San Diego-based appellate attorney John Romaker combines appellate success with nearly 40 years of experience as a trial lawyer. John has handled numerous appeals in the California Supreme Court, the California Court of Appeal, and the Ninth Circuit Court of Appeals.
Experience and Expertise
Appeals are nothing like trials. In an appeal, the record is all that matters. A cardinal rule of appellate practice is, “If it is not in the record, it does not exist.” The record consists of the things that happened in the trial court: evidence, testimony, motions, and arguments. Not objecting to evidence in the trial court waives the issue for the appeal. Not making a complete argument on the record waives the issue for the appeal. Not making an argument, which might be a winning argument on appeal, frequently waives that argument for the appeal. Consequently, in a close case, the trial lawyer may want to consult with an appellate lawyer during the trial to preserve issues for an appeal.
The trial is not over until the judgment (or a final order) enters. However, after the judge (or jury) discloses the decision, there are many procedures which could effect the outcome of the appeal. In a judge trial, one procedure seems consistently misunderstood by trial lawyers. That procedure is a request for a statement of decision. Some lawyers (and parties) seem to believe that the request for a statement of decision is an opportunity to reargue issues in the case. That frequently results in an ineffective procedure. Some lawyers (and parties) do not file objections to the statement of decision, when it is first announced. Failing to file objections to a statement of decision also makes the process ineffective. The purpose of requesting a statement of decision and objecting to the statement of decision is to avoid “implied findings” by the appellate court. “Implied findings” is a doctrine which allows the appellate court to add things that the trial court did not say or do, but should have. Implied findings can be devasting to an appeal. Consequently, if the judge provides an oral ruling, a trial lawyer (or party) may want to consult with an appellate lawyer to assist with the request for a statement of decision and the objections to the statement of decision.
Additionally, a party may believe it was aggrieved by a judgment or order, but does not know whether an appeal could be worth the large amount of money it costs to present an appeal.
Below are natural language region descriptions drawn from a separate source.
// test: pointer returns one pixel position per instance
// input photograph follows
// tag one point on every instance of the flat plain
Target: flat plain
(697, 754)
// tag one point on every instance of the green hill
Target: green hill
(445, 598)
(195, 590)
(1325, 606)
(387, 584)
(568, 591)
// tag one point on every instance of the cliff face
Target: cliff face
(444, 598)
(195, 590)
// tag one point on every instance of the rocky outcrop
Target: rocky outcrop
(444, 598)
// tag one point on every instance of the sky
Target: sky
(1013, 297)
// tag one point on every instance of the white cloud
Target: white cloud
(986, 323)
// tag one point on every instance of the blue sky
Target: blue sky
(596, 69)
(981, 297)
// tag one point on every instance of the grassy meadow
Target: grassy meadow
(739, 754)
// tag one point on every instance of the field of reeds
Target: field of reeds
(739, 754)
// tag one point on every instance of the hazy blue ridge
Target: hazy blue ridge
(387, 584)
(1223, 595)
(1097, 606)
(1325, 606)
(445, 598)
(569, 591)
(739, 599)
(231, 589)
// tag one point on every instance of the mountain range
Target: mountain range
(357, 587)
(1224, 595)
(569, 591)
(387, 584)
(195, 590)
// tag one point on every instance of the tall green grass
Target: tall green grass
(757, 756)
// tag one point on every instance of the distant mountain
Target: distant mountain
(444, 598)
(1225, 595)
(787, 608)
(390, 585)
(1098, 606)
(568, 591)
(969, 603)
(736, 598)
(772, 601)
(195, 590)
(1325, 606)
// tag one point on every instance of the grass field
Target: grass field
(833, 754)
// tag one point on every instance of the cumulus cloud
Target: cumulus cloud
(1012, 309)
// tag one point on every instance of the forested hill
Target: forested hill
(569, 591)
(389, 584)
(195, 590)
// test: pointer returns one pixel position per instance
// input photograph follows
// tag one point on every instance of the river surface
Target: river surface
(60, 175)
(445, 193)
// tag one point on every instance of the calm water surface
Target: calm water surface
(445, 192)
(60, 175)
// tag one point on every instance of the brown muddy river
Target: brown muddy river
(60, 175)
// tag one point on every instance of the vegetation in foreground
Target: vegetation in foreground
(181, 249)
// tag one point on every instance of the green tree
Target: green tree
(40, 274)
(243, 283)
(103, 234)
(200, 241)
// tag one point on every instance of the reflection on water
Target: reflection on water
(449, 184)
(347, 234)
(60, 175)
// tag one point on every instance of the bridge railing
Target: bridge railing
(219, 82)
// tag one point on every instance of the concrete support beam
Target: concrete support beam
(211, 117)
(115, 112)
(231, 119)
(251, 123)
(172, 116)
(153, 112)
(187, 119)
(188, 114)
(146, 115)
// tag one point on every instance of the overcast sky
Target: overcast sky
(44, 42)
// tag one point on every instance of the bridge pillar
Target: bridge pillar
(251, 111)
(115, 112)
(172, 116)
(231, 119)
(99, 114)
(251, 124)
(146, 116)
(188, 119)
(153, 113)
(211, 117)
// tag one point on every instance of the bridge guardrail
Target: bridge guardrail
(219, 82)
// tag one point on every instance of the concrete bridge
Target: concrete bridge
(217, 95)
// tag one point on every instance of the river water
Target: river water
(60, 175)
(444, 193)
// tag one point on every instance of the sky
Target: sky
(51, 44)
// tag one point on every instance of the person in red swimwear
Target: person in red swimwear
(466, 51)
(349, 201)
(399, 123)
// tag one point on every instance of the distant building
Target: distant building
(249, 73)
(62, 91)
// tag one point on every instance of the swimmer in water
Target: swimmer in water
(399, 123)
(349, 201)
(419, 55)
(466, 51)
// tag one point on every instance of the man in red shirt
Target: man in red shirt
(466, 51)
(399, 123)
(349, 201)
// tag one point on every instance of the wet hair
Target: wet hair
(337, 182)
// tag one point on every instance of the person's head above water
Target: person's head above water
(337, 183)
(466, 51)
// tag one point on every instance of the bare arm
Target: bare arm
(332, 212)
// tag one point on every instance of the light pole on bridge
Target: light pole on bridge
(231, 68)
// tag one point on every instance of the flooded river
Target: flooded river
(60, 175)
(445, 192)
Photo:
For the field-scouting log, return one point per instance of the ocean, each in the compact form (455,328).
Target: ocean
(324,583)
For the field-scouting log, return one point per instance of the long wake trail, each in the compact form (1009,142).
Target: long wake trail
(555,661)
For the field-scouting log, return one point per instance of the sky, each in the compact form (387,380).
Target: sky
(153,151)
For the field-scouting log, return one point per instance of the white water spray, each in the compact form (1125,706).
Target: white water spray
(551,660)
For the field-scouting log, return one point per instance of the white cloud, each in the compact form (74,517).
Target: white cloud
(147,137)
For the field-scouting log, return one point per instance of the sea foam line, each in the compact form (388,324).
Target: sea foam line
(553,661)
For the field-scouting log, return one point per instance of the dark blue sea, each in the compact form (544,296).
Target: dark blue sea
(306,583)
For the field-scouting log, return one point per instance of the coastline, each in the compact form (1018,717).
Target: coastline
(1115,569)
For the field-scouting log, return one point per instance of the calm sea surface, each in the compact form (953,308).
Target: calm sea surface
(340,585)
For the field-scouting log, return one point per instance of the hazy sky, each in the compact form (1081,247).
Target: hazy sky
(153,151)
Under such circumstances, the party should consult with an appellate lawyer to determine whether an appeal has merit. Many appellate lawyers will assess the merits of an appeal for a lot less than the price of an appeal. And, if the appeal has merit, then the consultation should reduce the price of presenting the appeal by at least that amount.
This site is educational. I write about law, policy and procedure. Nonetheless, nothing on this site should be taken as legal advice. Legal advice can only be accomplished by applying the specific facts of the case to guidance provided by laws. I don't know your facts, therefore,there is no legal advice here.